UPDATE 2: Improved code based on the first two replies below:
for i = 0 to bodies.Length - 1 do
for j = (i + 1) to bodies.Length - 1 do
let r = ( bodies.[j].Position - bodies.[i].Position)
let rm = (float32)r.MagnitudeSquared + softeningLengthSquared
let f = r / (Math.Sqrt((float)rm) * (float)rm)
bodies.[i].Acceleration <- bodies.[i].Acceleration + (f * bodies.[j].Mass)
bodies.[j].Acceleration <- bodies.[j].Acceleration - (f * bodies.[i].Mass)
bodies.[i].Position <- bodies.[i].Position + bodies.[i].Velocity * dT
bodies.[i].Velocity <- bodies.[i].Velocity + bodies.[i].Acceleration * dT
The branch in the force function to cover the b1 == b2 case is the worst offender. You do't need this if softeningLength is always non-zero, even if it's very small (Epsilon). This optimization was in the C# code but not the F# version (doh!).
Math.Pow(x, -1.5) seems to be a lot slower than 1/ (Math.Sqrt(x) * x). Essentially this algorithm is slightly odd in that it's perfromance is dictated by the cost of this one step.
Moving the force calculation inline and getting rid of some divides also gives some improvement, but the performance was really being killed by the branching and is dominated by the cost of Sqrt.
WRT using classes over structs: There are cases (CUDA and native C++ implementations of this code and a DX9 renderer) where I need to get the array of bodies into unmanaged code or onto a GPU. In these scenarios being able to memcpy a contiguous block of memory seems like the way to go. Not something I'd get from an array of class Body.
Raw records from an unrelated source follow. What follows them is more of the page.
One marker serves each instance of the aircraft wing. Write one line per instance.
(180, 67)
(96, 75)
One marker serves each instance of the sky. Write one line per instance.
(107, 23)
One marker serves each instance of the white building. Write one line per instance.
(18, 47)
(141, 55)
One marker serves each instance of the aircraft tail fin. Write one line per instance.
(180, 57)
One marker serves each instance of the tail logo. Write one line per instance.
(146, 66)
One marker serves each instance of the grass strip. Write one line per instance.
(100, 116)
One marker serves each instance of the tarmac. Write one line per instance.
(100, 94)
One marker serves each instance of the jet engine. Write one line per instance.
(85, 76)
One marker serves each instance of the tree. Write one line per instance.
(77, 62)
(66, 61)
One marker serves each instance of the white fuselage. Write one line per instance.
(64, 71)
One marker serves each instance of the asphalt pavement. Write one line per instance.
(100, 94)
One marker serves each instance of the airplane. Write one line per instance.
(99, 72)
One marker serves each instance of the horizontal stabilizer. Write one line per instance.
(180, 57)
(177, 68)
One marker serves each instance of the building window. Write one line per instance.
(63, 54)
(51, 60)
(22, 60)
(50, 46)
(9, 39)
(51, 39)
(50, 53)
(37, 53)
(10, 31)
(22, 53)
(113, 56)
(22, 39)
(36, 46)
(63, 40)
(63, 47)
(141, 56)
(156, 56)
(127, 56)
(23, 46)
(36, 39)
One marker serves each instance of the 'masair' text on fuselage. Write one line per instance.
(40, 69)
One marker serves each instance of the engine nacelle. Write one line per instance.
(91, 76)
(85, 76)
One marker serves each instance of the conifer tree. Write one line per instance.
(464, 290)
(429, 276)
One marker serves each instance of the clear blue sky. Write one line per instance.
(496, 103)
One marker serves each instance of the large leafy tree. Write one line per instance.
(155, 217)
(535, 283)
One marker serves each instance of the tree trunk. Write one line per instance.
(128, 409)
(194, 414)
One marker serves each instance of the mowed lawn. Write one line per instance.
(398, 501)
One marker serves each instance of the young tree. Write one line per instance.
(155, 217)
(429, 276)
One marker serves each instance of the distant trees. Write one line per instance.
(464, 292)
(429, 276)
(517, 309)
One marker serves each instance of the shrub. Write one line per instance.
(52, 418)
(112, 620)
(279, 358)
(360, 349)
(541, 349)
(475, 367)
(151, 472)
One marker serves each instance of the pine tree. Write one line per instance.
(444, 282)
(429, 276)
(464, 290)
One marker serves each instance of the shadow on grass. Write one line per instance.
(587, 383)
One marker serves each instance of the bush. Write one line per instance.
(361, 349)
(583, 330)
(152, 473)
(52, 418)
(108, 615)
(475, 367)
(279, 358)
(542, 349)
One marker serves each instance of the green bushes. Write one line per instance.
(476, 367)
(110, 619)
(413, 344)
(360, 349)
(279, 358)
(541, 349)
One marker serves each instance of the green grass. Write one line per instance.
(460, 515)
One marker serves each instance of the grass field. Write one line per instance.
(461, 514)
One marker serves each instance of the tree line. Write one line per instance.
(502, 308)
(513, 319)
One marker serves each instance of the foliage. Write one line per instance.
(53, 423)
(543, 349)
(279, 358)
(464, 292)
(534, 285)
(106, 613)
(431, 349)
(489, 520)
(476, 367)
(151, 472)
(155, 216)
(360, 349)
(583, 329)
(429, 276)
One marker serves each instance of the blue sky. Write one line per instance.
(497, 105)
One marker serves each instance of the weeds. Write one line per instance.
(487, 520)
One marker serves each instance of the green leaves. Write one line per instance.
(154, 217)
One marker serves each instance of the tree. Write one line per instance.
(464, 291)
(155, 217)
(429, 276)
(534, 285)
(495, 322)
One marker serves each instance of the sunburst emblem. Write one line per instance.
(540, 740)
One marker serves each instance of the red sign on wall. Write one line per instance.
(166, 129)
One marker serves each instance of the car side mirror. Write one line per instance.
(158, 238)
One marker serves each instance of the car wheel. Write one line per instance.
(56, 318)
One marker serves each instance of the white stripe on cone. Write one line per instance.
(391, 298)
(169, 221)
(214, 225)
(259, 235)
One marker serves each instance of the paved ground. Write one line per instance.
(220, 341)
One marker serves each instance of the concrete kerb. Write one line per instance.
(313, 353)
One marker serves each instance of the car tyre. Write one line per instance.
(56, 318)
I'm not sure if it's wise to rewrite this code in a functional style. I've seen some attempts to write pair interaction calculations in a functional manner and each one of them was harder to follow than two nested loops.
Before looking at structs vs. classes (I'm sure someone else has something smart to say about this), maybe you can try optimizing the calculation itself?
You're calculating two acceleration deltas, let's call them dAi and dAj:
dAi = r*m1*m2/(rm*sqrt(rm)) / m1
dAj = r*m1*m2/(rm*sqrt(rm)) / m2
[note: m1 = bodies.[i].mass, m2=bodies.[j].mass]]
The division by mass cancels out like this:
dAi = rm2 / (rmsqrt(rm))
dAj = rm1 / (rmsqrt(rm))
Now you only have to calculate r/(rmsqrt(rm)) for each pair (i,j).
This can be optimized further, because 1/(rmsqrt(rm)) = 1/(rm^1.5) = rm^-1.5, so if you let r' = r * (rm ** -1.5), then Edit: no it can't, that's premature optimization talking right there (see comment). Calculating r' = 1.0 / (r * sqrt r) is fastest.
dAi = m2 * r'
dAj = m1 * r'
Your code would then become something like
member this.Integrate(dT, (bodies:Body[])) =
for i = 0 to bodies.Length - 1 do
for j = (i + 1) to bodies.Length - 1 do
let r = (b2.Position - b1.Position)
let rm = (float32)r.MagnitudeSquared + softeningLengthSquared
let r' = r * (rm ** -1.5)
bodies.[i].Acceleration <- bodies.[i].Acceleration + r' * bodies.[j].Mass
bodies.[j].Acceleration <- bodies.[j].Acceleration - r' * bodies.[i].Mass
bodies.[i].Position <- bodies.[i].Position + bodies.[i].Velocity * dT
bodies.[i].Velocity <- bodies.[i].Velocity + bodies.[i].Acceleration * dT
Look, ma, no more divisions!
Warning: untested code. Try at your own risk.
I'd like to play arround with your code, but it's difficult since the definition of Body and FloatVector is missing and they also seem to be missing from the orginal blog post you point to.
I'd hazard a guess that you could improve your performance and rewrite in a more functional style using F#'s lazy computations:
http://msdn.microsoft.com/en-us/library/dd233247(VS.100).aspx
The idea is fairly simple you wrap any expensive computation that could be repeatedly calculated in a lazy ( ... ) expression then you can force the computation as many times as you like and it will only ever be calculated once.